Susah? Ndak kok. Kita tak perlu bersusah payah antre dan pergi ke kantor BPJS setempat, bisa daftar on line. Ikuti saja petunjuk yang ada. Nanti kita daftar, isi formulir on line, setelah itu dapat konfirmasi aktivasi berupa nomor virtual account melalui alamat email yang kita daftarkan. Nah, nomor Virtual account ini adalah untuk nomor rekening setoran (pembayaran) masing-masing orang yang harus dibayarkan sebelum tanggal 10 setiap bulannya. Untuk pilihan kelas perawatan masing-masing beda biayanya. Untuk Kelas I Rp. 59.500 Kelas II Rp. 42.500 Kelas III Rp. 25.500. Setelah itu kita diminta melakukan pembayaran 1x24jam. Setelah pembayaran berhasil, kita cek kembali email aktivasi sebelumnya, ada link untuk kartu keanggotaan BPJS/e-ID. Untuk dapat digunakan, kita dapat print sendiri e-ID nya dan tidak perlu menukarkan kartu yang asli. Nah, setelah pendaftaran ini BPJS baru bisa digunakan 7 hari kemudian ya. Makanya slogan BPJS sekarang, "Daftar selagi Sehat" :D
ini contoh e-ID nya :
Tanggal 22 November 2014, akhirnya BPJS kami sudah bisa digunakan.
Kebetulan suami saya sudah lama mengeluhkan sakitnya (Sinusitis). Ia pun bergegas ke Klinik (Faskes I) kami untuk berobat. Dari sana, suami saya dirujuk untuk konsultasi langsung dengan dokter THT di Rs. Haji Jakarta Timur.
Hari pertama control di Rumah sakit, kami tiba sekitar pukul 07:00, dan bergegas ke bagian pendaftaran. Disana kami dikenakan biaya Rp. 12.500 untuk mendapatkan kartu berobat. Selebihnya?
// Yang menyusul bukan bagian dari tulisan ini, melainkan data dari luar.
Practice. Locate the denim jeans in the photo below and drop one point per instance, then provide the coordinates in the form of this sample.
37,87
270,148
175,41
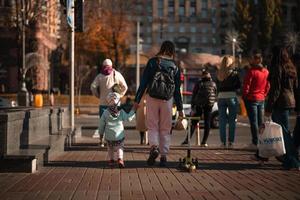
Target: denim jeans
232,105
255,111
290,159
102,109
206,111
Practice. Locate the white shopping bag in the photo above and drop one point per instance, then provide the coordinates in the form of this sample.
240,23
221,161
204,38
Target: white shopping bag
270,141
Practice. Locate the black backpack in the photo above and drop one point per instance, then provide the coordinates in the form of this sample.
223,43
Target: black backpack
162,85
206,94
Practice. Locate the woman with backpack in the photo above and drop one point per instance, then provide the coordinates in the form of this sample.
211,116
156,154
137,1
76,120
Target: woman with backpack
161,81
203,98
283,97
228,84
Jangan khawatir, dengan BPJS kami sama sekali tidak dikenakan biaya \('o')/ .
Sampailah kami di antrean counter BPJS. Sekedar info tambahan, untuk berobat jalan kita harus melampirkan Fotokopi BPJS, Fotokopi KTP, Fotokopi surat rujukan dari Faskes I, Fotokopi KK (jika diperlukan). Kalau rawat inap yang harus kita lampirkan adalah Fotokopi BPJS, Fotokopi KTP, Fotokopi surat rujukan dari Faskes I, Fotokopi KK, surat rujukan untuk rawat inap dari dokter poli masing-masing 3 lembar.
Sekitar pukul 09:00 kami mendapatkan antrean poli THT dengan membawa berkas dari BPJS. Antre lama di conter BPJS? ya memang, karena banyak sekali yang berobat menggunakan BPJS. ya gak apalah kita antre, toh mendapatkan fasilitas konsultasi dokter dan obat 'gratis' kok.
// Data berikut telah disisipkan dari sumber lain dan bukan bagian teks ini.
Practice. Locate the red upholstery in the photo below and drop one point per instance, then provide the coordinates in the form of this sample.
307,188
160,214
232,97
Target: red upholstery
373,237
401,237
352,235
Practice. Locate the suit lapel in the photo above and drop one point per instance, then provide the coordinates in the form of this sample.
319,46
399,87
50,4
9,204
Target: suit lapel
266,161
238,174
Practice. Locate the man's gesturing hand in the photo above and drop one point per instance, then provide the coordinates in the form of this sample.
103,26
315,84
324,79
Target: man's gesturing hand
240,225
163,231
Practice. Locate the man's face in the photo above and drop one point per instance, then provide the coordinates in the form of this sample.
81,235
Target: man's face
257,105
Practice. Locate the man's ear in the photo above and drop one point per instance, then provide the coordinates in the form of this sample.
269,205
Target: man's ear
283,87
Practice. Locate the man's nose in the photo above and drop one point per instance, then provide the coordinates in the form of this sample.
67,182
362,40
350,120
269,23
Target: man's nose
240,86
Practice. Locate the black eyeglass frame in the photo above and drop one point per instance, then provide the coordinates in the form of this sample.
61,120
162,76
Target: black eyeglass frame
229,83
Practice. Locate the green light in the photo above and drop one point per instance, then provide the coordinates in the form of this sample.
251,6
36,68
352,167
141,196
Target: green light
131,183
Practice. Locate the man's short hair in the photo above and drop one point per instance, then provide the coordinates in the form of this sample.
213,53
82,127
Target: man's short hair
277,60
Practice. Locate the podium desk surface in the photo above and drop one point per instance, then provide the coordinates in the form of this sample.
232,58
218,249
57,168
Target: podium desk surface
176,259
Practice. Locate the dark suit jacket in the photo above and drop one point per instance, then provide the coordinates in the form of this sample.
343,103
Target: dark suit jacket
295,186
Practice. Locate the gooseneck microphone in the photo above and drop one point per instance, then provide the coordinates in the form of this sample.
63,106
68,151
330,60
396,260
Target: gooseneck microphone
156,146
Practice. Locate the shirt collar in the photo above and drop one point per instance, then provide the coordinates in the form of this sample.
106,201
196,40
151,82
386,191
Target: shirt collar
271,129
Akhirnya kami bertemu dengan dr. Jamal. Setelah suami saya menjelaskan keluhannya, dr. Jamal menyarankan untuk melakukan rontgen. "Jangan khawatir, ditanggung BPJS kok" kata dr. Jamal :D Alhamdulillah tenang :))) lumayan, tercover Rp. 165.000 (tanggungan pertama). Setelah lihat hasil rontgen, dr. Jamal menjelaskan kepada kami cara membacanya. Dan saat itupun suami disarankan untuk segera melakukan operasi kecil. Dan untuk persiapannya kami diminta cek darah dan mencari ruang rawat inap. sebelumnya untuk cek darah, dokter bilang untuk hasil cepat, sebaiknya jangan menggunakan BPJS, bayar saja, takutnya hasilnya baru keluar seminggu kemudian. Setelah suami mendaftarkan namanya di lab, ia malah mendapatkan kwitansi yang harus dicap BPJS dan hanya diminta menunggu 45 menit untuk hasil test darahnya. Alhamdulillah kemudahan kedua di hari pertama.
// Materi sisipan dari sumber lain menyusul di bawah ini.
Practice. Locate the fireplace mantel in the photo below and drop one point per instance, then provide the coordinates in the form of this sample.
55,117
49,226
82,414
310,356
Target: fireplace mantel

persiapan kedua adalah mencari ruang perawatan pasca operasi. Untuk yang ini, kami menunggu konfirmasi dari Rs lumayan lama. Dari pihak Rs tidak bisa menjanjikan kapan tersedianya kamar rawat inap. Kebetulan layanan BPJS yang Kami daftarkan adalah kelas 1, dan untuk mendapatkan ruang rawat inap yang sesuai dengan BPJS Kami, bisa waiting list sampai 1bulan. Akhirnya kami memutuskan untuk menerima fleksibel kelas dan tak harus menunggu lama.
Selama menunggu konfirmasi ketersediaan ruang rawat inap, suami saya juga masih harus bulak-balik Rs untuk konsultasi terlebih dahulu dengan dokter spesialis penyakit dalam dan dokter spesialis anestesi. Tanggal 12 Desember 2014, akhirnya suami mendapat kabar untuk melakukan operasi tanggal 13 Desember 2014 pagi. Alhamdulilah.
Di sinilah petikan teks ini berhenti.